Whether he will actually cross that line and become governor-elect is anyone’s guess, given how razor thin the polling has been in this race. Earlier in the day, the political forecasting outfit Sabato’s Crystal Ball predicted the race in favor of Cordray. Bluntly, DeWine’s running mate simply said, “it boils down to who wants it more. Every single time, it matters who wants it more.”

“It’s been a tough campaign,” said Husted, standing next to his wife, Tina. “This could be the closest governor’s race in the country.”

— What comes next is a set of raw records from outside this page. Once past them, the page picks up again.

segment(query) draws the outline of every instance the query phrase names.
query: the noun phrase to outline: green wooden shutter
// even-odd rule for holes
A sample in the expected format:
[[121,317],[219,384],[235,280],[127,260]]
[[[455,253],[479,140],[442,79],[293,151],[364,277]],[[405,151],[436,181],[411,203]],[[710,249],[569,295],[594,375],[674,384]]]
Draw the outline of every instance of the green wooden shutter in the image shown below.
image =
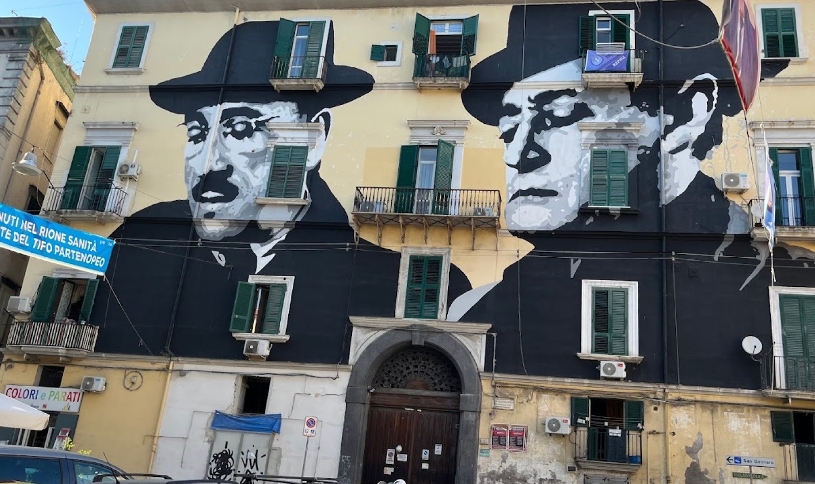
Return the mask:
[[96,298],[96,290],[99,288],[99,279],[91,279],[88,280],[88,286],[85,288],[85,297],[82,299],[82,307],[79,310],[80,320],[90,322],[90,312],[94,309],[94,300]]
[[255,285],[239,282],[235,293],[235,305],[232,306],[232,319],[229,324],[231,332],[249,332],[252,328],[252,317],[255,310]]
[[436,151],[436,178],[433,183],[433,187],[435,189],[433,196],[433,213],[437,215],[446,215],[449,211],[455,153],[455,144],[438,140],[438,147]]
[[277,38],[275,40],[275,64],[271,77],[284,79],[289,77],[289,65],[292,61],[292,48],[294,46],[294,29],[297,24],[280,19],[277,24]]
[[323,35],[325,22],[311,22],[308,38],[306,41],[306,59],[303,59],[302,77],[311,79],[319,77],[320,55],[323,53]]
[[56,277],[43,277],[40,287],[37,289],[37,299],[31,310],[31,320],[51,322],[53,316],[54,303],[59,293],[59,279]]
[[586,51],[593,51],[597,38],[597,24],[592,15],[580,15],[580,25],[578,38],[579,44],[578,55],[583,56]]
[[77,208],[91,153],[93,147],[90,146],[77,146],[73,150],[73,159],[71,161],[71,168],[68,170],[68,179],[59,202],[60,209],[70,210]]
[[399,167],[396,175],[396,200],[394,203],[398,213],[410,213],[413,211],[418,165],[419,147],[415,144],[403,146],[399,152]]
[[623,428],[626,430],[641,430],[645,425],[645,404],[641,400],[626,400],[623,403]]
[[575,427],[588,426],[588,398],[585,397],[571,398],[571,425]]
[[408,264],[404,317],[437,319],[442,257],[411,256]]
[[413,53],[416,55],[427,55],[430,45],[430,20],[421,14],[416,14],[413,27]]
[[609,205],[609,152],[607,150],[592,150],[591,193],[588,205],[595,207]]
[[773,426],[773,442],[793,443],[795,441],[791,411],[771,411],[769,420]]
[[263,314],[263,334],[279,334],[283,320],[283,301],[286,298],[286,284],[269,285],[269,297]]
[[624,150],[609,152],[609,205],[628,206],[628,152]]
[[141,65],[149,29],[147,25],[122,28],[113,58],[115,68],[134,68]]
[[308,147],[275,146],[271,156],[267,196],[271,198],[302,197],[303,177]]
[[371,46],[371,60],[385,60],[385,46]]
[[617,15],[614,16],[625,25],[612,19],[611,42],[624,43],[626,50],[628,50],[631,47],[631,30],[628,28],[628,25],[631,25],[631,22],[628,15]]
[[478,41],[478,15],[464,20],[461,33],[461,55],[475,55],[475,45]]
[[815,173],[813,169],[812,148],[800,148],[799,161],[801,169],[801,209],[804,220],[801,225],[815,226]]

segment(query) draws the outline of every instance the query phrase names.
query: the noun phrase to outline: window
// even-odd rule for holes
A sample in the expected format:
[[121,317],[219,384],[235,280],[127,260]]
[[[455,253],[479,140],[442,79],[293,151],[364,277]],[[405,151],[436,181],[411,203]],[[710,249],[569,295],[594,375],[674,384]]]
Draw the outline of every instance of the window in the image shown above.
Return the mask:
[[78,146],[73,152],[59,209],[104,212],[121,147]]
[[[599,50],[598,44],[622,44],[623,50],[633,49],[629,27],[631,15],[611,11],[614,18],[605,14],[588,15],[580,17],[579,55],[585,55],[586,51]],[[616,20],[615,20],[616,19]],[[619,21],[618,21],[619,20]]]
[[381,42],[371,46],[371,60],[377,60],[377,66],[401,65],[402,42]]
[[117,479],[112,474],[113,471],[107,467],[91,462],[73,461],[73,473],[77,475],[77,484],[90,484],[96,476],[100,477],[98,482],[116,482]]
[[37,386],[59,388],[62,386],[62,376],[65,373],[65,367],[40,367],[40,379]]
[[770,148],[778,225],[815,226],[812,148]]
[[771,411],[773,441],[795,444],[798,481],[815,481],[815,414],[804,411]]
[[141,68],[149,32],[149,25],[122,25],[111,67],[122,69]]
[[765,58],[798,57],[798,33],[795,8],[762,8]]
[[32,321],[86,323],[99,287],[98,279],[43,277],[37,290]]
[[241,378],[240,415],[263,415],[266,403],[269,400],[269,387],[271,378],[262,376],[243,376]]
[[302,198],[307,159],[306,146],[275,146],[271,153],[267,196]]
[[636,281],[583,281],[581,356],[638,357],[637,290]]
[[435,146],[402,147],[396,178],[396,212],[449,213],[456,145],[439,140]]
[[572,397],[577,459],[641,464],[645,405],[640,400]]
[[592,150],[591,207],[628,206],[628,152]]
[[239,282],[229,330],[233,333],[284,335],[294,278],[250,275]]
[[320,77],[326,22],[280,19],[275,43],[272,77]]
[[0,481],[62,484],[59,460],[42,457],[0,455]]

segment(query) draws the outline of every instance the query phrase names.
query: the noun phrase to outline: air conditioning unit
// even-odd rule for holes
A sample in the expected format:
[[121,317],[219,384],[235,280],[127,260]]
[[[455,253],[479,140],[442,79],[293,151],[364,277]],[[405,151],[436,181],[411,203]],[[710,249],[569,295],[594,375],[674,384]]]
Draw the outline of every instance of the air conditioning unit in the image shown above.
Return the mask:
[[622,54],[625,52],[625,42],[597,42],[595,51],[598,54]]
[[139,178],[139,174],[141,172],[142,167],[135,163],[122,163],[119,165],[119,169],[117,170],[117,174],[121,178],[136,179]]
[[571,421],[569,417],[546,417],[544,420],[544,426],[547,433],[566,435],[571,433]]
[[750,188],[750,178],[746,173],[721,174],[721,188],[725,191],[742,193]]
[[621,361],[600,362],[600,377],[619,380],[625,378],[625,363]]
[[6,306],[6,309],[8,312],[14,315],[27,315],[31,312],[31,298],[12,296],[8,298],[8,304]]
[[100,393],[108,388],[108,381],[103,376],[82,376],[82,389],[86,392]]
[[369,213],[381,213],[385,212],[385,202],[382,200],[363,200],[359,202],[359,211]]
[[266,358],[271,347],[266,340],[246,340],[244,342],[244,354],[249,358]]

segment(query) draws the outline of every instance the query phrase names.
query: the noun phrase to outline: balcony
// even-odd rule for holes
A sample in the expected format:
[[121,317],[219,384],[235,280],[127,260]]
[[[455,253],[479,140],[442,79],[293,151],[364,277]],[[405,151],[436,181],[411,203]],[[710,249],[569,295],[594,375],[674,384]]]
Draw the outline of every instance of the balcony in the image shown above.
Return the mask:
[[597,44],[597,51],[583,55],[583,86],[588,89],[636,89],[642,83],[642,57],[625,51],[623,44]]
[[464,90],[469,86],[469,56],[429,54],[416,55],[413,83],[422,89]]
[[325,57],[322,55],[275,57],[271,63],[271,72],[269,73],[269,82],[277,92],[319,92],[325,86],[327,70]]
[[[766,241],[769,234],[762,226],[764,200],[754,199],[748,205],[750,235],[756,240]],[[775,237],[788,241],[815,242],[815,197],[780,196],[776,198]]]
[[[782,448],[784,482],[815,482],[815,445],[795,443]],[[754,468],[753,473],[756,472]]]
[[358,187],[354,196],[351,214],[359,228],[376,225],[377,240],[382,243],[382,227],[398,225],[405,241],[408,226],[425,230],[425,243],[430,227],[447,229],[447,244],[452,243],[452,230],[469,227],[475,247],[475,230],[489,228],[496,232],[498,244],[501,194],[497,190],[434,190],[421,188],[392,188]]
[[761,387],[778,395],[815,400],[815,359],[765,354],[760,360]]
[[59,222],[92,221],[121,222],[126,192],[109,184],[51,188],[42,205],[42,214]]
[[582,469],[636,473],[642,465],[642,434],[620,429],[577,427],[575,460]]
[[6,347],[24,354],[83,357],[94,352],[99,328],[77,323],[15,321]]

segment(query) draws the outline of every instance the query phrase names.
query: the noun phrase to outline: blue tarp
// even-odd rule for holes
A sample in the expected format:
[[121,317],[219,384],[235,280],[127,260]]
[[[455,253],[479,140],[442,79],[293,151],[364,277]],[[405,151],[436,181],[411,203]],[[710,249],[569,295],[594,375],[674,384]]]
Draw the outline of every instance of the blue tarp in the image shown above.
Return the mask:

DeWine’s event, a staple of the GOP political circuit as much as his summer ice cream social, was a who’s-who of local and state Republican candidates and officeholders, many seeking to replace each other in Columbus. Attendees included outgoing Ohio Auditor Dave Yost, who is running to replace DeWine as attorney general, along with state Sen. Frank LaRose, R-Hudson, who seeks to replace Husted as secretary of state, and state Rep. Keith Faber, R-Celina, who seeks to replace Yost as auditor. State Rep. Robert Sprague, R-Findlay, who is running for state treasurer, Ohio Supreme Court Justice Mary DeGenaro and U.S. Rep. Mike Turner, R-Dayton, also campaigned at the event.

U.S. Sen. Rob Portman, R-Ohio, his wife Jane, and Ohio Republican Party Chairwoman Jane Timken were also in attendance.

Elsewhere in the Miami Valley, Cordray hosted a rally in Dayton with his running mate Betty Sutton.